I’ve been based at the University of Exeter this week, a place I worked for 12 years and where I’ve maintained good relationships with several people ever since. In the 12 years I worked here, it was a good, bad, and indifferent experience for me, at various points. But there was one thing it always was, and that was a physical community of scholars. I came in every day. We went to lunch in the staff club. We dropped into each others’ offices for a chat. We ran experiments in testing cubicles. We bumped into each other in the corridor, in the printer room, in the kitchen. We were physically present, and findable, most days of the week, most days of the year.

If I’d spent a week here a decade ago, there would have been other people in the 6-seat shared office I was kindly given a desk, all the time. There would have been people in other offices, and people walking down the corridor. I would have seen and talked to people that I had not pre-arranged to meet a day or more in advance. We’d have gone to the pub, and had deep conversations. In short, it would have been an Academy.

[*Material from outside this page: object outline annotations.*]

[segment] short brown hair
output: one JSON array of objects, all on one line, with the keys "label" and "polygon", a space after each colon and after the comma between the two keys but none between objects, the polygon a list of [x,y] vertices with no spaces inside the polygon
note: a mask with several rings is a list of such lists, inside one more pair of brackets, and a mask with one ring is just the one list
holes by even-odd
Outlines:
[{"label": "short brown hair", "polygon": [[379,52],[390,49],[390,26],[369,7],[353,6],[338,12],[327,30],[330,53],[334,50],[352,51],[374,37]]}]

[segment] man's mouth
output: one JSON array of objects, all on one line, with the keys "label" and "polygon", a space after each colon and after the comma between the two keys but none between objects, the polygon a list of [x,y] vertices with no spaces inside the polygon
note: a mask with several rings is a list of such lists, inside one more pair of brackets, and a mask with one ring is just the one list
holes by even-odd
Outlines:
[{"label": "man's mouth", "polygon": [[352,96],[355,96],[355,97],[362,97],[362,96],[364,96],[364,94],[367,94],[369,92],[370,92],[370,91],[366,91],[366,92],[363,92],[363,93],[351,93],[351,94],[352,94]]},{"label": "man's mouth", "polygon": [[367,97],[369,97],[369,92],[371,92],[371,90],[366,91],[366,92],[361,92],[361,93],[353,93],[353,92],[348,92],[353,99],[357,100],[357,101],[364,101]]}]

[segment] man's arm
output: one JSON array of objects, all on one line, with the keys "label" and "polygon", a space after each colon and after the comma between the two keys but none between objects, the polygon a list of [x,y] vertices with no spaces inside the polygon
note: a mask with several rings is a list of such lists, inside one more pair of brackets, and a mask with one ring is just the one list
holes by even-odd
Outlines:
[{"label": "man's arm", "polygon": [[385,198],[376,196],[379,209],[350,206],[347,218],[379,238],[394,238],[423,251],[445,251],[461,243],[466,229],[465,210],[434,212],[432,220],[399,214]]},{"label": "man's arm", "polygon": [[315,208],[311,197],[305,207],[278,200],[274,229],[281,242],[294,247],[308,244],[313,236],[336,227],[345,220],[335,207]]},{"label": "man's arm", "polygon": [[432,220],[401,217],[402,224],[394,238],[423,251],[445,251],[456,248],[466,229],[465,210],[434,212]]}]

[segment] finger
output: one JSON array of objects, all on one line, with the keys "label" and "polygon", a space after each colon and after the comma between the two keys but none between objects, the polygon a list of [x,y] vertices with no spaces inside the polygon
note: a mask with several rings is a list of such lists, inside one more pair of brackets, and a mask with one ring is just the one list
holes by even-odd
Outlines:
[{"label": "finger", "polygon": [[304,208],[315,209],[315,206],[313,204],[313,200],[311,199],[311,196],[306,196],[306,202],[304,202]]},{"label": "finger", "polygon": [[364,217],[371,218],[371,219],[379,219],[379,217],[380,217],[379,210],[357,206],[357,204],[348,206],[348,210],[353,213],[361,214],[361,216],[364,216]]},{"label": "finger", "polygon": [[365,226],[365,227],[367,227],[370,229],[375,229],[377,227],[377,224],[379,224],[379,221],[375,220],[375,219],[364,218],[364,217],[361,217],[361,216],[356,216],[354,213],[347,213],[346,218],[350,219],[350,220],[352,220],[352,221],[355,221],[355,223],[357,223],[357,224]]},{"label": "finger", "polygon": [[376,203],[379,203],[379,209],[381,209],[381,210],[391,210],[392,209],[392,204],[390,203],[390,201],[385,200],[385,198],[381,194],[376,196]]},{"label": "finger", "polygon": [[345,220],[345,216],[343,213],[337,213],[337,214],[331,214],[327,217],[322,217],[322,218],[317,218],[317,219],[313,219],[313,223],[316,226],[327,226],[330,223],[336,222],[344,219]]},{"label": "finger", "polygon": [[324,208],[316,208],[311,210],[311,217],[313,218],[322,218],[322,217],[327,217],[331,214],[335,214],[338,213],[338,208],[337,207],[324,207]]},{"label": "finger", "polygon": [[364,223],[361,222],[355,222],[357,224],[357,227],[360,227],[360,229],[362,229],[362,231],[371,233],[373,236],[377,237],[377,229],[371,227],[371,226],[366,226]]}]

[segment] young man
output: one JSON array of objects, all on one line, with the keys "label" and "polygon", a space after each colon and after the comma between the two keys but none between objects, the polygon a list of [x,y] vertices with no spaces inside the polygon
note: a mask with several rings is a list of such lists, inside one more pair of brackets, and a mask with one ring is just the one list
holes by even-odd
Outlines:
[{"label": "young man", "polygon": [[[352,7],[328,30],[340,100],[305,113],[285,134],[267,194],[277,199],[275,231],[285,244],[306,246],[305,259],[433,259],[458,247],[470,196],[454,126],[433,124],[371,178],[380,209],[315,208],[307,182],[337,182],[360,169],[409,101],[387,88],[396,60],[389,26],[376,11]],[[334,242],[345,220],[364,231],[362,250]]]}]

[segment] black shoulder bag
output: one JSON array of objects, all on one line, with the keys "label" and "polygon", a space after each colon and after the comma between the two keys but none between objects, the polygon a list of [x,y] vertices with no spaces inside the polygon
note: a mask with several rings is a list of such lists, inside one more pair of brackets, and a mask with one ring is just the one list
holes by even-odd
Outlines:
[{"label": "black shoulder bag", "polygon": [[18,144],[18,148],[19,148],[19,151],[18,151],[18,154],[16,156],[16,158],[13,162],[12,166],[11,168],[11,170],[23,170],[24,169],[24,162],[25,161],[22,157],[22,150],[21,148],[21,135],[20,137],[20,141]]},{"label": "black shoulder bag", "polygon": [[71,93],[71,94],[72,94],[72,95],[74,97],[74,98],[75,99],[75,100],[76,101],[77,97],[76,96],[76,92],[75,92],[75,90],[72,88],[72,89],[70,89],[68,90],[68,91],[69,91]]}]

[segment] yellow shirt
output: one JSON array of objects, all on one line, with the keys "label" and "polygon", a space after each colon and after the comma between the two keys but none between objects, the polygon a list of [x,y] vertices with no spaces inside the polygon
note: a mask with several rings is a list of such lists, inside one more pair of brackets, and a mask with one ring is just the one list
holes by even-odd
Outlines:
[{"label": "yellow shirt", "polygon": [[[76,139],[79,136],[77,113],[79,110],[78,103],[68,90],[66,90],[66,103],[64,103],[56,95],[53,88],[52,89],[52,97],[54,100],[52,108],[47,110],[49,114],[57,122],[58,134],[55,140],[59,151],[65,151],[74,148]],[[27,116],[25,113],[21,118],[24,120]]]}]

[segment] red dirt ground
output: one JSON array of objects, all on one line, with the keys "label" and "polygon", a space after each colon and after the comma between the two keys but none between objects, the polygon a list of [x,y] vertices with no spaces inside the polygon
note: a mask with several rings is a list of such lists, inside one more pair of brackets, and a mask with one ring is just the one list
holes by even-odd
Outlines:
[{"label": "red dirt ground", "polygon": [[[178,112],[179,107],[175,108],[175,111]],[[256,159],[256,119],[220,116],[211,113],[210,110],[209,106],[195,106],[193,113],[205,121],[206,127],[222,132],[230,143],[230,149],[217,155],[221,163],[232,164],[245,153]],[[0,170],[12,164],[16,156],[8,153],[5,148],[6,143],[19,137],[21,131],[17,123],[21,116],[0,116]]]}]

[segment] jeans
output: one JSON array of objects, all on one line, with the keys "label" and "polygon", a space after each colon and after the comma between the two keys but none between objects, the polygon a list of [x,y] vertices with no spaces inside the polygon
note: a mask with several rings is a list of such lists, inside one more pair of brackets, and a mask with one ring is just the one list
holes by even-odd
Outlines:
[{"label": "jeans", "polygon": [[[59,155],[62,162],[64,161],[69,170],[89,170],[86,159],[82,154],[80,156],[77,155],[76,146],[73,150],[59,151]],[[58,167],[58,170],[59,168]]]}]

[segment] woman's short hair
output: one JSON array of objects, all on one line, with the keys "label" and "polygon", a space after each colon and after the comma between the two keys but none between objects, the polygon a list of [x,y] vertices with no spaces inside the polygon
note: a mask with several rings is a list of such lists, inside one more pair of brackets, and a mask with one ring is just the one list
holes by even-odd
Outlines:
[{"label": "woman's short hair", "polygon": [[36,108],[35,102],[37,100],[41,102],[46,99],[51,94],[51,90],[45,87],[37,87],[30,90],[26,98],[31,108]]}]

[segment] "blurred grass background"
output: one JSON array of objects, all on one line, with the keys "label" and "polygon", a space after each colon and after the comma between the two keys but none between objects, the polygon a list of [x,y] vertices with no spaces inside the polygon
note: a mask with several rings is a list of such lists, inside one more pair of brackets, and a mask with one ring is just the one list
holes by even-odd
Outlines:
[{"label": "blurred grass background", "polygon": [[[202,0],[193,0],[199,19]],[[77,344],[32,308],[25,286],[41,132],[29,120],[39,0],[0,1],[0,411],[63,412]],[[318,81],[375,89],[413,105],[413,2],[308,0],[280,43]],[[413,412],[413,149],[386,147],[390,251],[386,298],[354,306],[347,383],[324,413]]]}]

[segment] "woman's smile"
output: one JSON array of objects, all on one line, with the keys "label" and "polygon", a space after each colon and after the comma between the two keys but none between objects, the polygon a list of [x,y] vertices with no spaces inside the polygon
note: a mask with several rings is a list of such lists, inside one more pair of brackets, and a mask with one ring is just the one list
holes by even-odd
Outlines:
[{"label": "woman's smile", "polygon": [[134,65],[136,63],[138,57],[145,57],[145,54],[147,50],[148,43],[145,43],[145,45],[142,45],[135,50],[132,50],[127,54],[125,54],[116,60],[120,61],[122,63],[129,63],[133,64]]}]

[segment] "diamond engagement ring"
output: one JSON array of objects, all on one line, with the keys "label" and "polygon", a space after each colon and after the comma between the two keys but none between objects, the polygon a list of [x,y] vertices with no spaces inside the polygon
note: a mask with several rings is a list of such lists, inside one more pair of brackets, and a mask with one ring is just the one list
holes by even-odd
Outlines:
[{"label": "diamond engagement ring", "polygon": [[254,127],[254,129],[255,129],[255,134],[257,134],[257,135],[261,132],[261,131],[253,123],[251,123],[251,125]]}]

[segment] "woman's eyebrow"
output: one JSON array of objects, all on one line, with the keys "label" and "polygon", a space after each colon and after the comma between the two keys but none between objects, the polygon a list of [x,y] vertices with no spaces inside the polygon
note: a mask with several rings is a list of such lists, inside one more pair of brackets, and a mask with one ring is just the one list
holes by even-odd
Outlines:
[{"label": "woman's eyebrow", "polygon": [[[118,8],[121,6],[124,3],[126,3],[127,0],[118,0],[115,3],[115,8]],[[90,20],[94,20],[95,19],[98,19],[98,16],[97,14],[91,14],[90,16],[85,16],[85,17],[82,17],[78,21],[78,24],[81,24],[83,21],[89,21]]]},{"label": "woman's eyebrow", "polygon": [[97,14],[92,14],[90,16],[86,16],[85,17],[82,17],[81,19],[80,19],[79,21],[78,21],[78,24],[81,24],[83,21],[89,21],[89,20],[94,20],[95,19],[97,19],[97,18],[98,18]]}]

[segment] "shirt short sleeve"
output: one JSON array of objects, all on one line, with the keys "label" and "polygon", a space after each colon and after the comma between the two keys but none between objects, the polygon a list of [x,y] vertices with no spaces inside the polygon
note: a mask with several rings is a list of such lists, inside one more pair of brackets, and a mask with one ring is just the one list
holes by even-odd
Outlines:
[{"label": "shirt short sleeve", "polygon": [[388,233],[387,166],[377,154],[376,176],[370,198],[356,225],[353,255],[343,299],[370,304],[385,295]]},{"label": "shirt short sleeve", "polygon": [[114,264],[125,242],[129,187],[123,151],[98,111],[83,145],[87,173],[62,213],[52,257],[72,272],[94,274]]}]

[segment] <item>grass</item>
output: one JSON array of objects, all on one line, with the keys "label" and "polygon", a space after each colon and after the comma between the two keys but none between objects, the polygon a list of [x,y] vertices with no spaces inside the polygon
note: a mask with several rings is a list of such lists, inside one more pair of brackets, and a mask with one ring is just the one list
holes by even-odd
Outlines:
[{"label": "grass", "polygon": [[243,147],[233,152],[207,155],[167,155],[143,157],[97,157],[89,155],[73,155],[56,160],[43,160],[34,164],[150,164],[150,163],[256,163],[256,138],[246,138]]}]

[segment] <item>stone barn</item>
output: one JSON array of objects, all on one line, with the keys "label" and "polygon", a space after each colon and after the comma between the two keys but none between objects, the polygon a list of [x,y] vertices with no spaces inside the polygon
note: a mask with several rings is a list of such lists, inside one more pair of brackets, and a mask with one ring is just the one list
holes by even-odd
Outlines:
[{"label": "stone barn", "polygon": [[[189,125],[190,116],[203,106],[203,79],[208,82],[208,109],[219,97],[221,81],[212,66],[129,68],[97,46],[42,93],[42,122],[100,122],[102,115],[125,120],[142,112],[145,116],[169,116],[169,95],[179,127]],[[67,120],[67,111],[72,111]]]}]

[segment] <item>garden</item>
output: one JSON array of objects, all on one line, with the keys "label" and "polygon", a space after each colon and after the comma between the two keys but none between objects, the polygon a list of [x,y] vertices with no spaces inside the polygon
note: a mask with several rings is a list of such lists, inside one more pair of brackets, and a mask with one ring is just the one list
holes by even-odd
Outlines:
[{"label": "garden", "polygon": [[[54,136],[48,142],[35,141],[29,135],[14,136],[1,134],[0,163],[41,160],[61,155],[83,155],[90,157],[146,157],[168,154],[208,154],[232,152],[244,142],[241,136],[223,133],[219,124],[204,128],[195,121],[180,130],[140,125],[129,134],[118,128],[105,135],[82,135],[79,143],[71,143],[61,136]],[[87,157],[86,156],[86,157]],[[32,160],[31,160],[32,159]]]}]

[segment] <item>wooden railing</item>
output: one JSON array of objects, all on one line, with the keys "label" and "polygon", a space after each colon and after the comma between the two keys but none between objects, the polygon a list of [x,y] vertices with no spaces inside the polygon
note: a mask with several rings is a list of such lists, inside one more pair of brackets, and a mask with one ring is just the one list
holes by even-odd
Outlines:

This time, I had pre-arranged meetings. I sat in empty campus coffee bars and staff areas. The conversations I overheard were full of buzz words about finance and the student experience. I don’t think the Academy has died, but I also doubt it exists in physical space any more. It increasingly feels like it doesn’t matter where I live or where I work. I probably will need to live within convenient distance of a large body of undergraduate students because there is still some physicality to undergraduate education. But, beyond that, I could be anywhere and be as isolated or connected as I wished, just as a function of the number of meetings (virtual or physical) I organized.

Is this good, bad, or just different? I don’t know. What I do know is that I need physical interaction, and I need a common sense of purpose with smart people. Maybe, this is now within the project group, within the “agile team”? As we stumble along the second quintile of the 21st century, it feels like a time of massive change.